Nevada Gov. Brian Sandoval is considering emergency regulations that would allow teachers in the state who do not complete a required family engagement course to stay in the classroom next year.
A spokeswoman confirmed Sandoval was reviewing possible measures Wednesday afternoon after the Las Vegas Review-Journal revealed as many as 900 educators are at risk of losing their provisional licenses if they fail to complete the college-level course as required by state law.
The Nevada Department of Education is involved in the conversation, said Greg Bortolin, a spokesman for the department, adding that he couldn’t provide any details.
“They are looking at this closely to see what, if any, action can be taken,” he said.
State Senate Minority Leader Michael Roberson, R-Henderson, said he began pushing for the emergency regulation Wednesday after reading about the issue in the Review-Journal. Roberson said he didn’t vote for the measure when it was passed in 2011. The regulation took effect in 2015.
“The point is that we can fix this so that hundreds of teachers aren’t out of work,” he said. “We cannot be adding burden after burden and obstacle after obstacle to come to Clark County and come to the state,” said Roberson, who is running for lieutenant governor.
The law requires Nevada teachers to take and pass a state-approved college-level course on parent and family engagement. The three-credit course takes a full semester. The department said Tuesday it plans to notify as many as 900 teachers who have not yet completed the course via email this week.

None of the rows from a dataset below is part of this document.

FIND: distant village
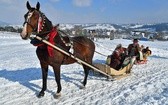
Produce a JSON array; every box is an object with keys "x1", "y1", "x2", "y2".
[{"x1": 0, "y1": 24, "x2": 168, "y2": 41}]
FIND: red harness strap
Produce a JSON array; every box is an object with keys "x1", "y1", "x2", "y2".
[{"x1": 47, "y1": 27, "x2": 58, "y2": 57}]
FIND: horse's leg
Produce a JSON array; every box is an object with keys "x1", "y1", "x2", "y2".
[
  {"x1": 81, "y1": 65, "x2": 90, "y2": 88},
  {"x1": 53, "y1": 65, "x2": 62, "y2": 99},
  {"x1": 38, "y1": 63, "x2": 48, "y2": 98}
]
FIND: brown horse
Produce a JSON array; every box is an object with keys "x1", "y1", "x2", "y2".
[{"x1": 20, "y1": 2, "x2": 95, "y2": 98}]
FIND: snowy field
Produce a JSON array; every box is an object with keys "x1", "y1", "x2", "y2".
[{"x1": 0, "y1": 32, "x2": 168, "y2": 105}]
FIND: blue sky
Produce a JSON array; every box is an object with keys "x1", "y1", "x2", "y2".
[{"x1": 0, "y1": 0, "x2": 168, "y2": 24}]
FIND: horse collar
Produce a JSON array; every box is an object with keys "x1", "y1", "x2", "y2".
[{"x1": 37, "y1": 14, "x2": 45, "y2": 33}]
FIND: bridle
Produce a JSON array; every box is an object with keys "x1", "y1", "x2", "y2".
[{"x1": 23, "y1": 10, "x2": 45, "y2": 35}]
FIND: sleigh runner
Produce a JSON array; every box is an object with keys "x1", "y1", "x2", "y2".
[{"x1": 93, "y1": 58, "x2": 135, "y2": 78}]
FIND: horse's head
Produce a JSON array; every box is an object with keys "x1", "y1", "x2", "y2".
[{"x1": 20, "y1": 1, "x2": 43, "y2": 40}]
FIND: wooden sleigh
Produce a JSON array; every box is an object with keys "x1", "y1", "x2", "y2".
[{"x1": 93, "y1": 57, "x2": 135, "y2": 79}]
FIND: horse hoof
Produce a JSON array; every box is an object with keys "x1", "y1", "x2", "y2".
[
  {"x1": 37, "y1": 92, "x2": 45, "y2": 98},
  {"x1": 54, "y1": 93, "x2": 61, "y2": 99},
  {"x1": 80, "y1": 86, "x2": 86, "y2": 89}
]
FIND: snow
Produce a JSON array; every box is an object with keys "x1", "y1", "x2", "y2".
[{"x1": 0, "y1": 32, "x2": 168, "y2": 105}]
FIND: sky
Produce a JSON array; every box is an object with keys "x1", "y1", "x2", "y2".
[{"x1": 0, "y1": 0, "x2": 168, "y2": 24}]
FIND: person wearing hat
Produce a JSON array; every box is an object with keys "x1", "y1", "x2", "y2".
[
  {"x1": 127, "y1": 39, "x2": 141, "y2": 61},
  {"x1": 110, "y1": 44, "x2": 125, "y2": 70}
]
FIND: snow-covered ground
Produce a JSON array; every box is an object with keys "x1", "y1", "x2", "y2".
[{"x1": 0, "y1": 32, "x2": 168, "y2": 105}]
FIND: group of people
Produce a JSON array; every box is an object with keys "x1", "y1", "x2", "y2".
[{"x1": 109, "y1": 39, "x2": 151, "y2": 70}]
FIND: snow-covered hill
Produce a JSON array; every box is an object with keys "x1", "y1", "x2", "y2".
[{"x1": 0, "y1": 32, "x2": 168, "y2": 105}]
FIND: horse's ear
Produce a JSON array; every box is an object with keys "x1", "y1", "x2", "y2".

Some of those teachers are likely working toward compliance, either having already taken the course but not filed the paperwork or signed up for summer courses, state officials say. But those officials estimate that some 500 educators could miss their deadlines, which would exacerbate Nevada’s teacher shortage.
Family engagement is often taught to educators in other coursework in other states and is rarely taught as a stand-alone course, meaning educators coming from out-of-state often don’t meet that requirement. They are able to earn a provisional license from the state and have one year to take the course, which can cost between $400 and $1,600.
Teachers who spoke to the Review-Journal this week cited time and money as major factors in not having completed the course.
Andre Long, chief human resource officer for the Clark County School District, said the requirement is also a hindrance in recruiting teachers nationwide.
“Pretty much anytime there’s a provision put on a license, whether it’s that or whether it’s the second language course, it’s just something else that someone has to do before they have a licence here,” Long said. “We’re in competition for those same college graduates.”
For a “family engagement” course to satisfy Nevada’s requirements, it must be a three-credit college level course and must include an emphasis on building relationships, outreach to families and developing an appreciation and understanding of families from diverse backgrounds, according to the Nevada Department of Education.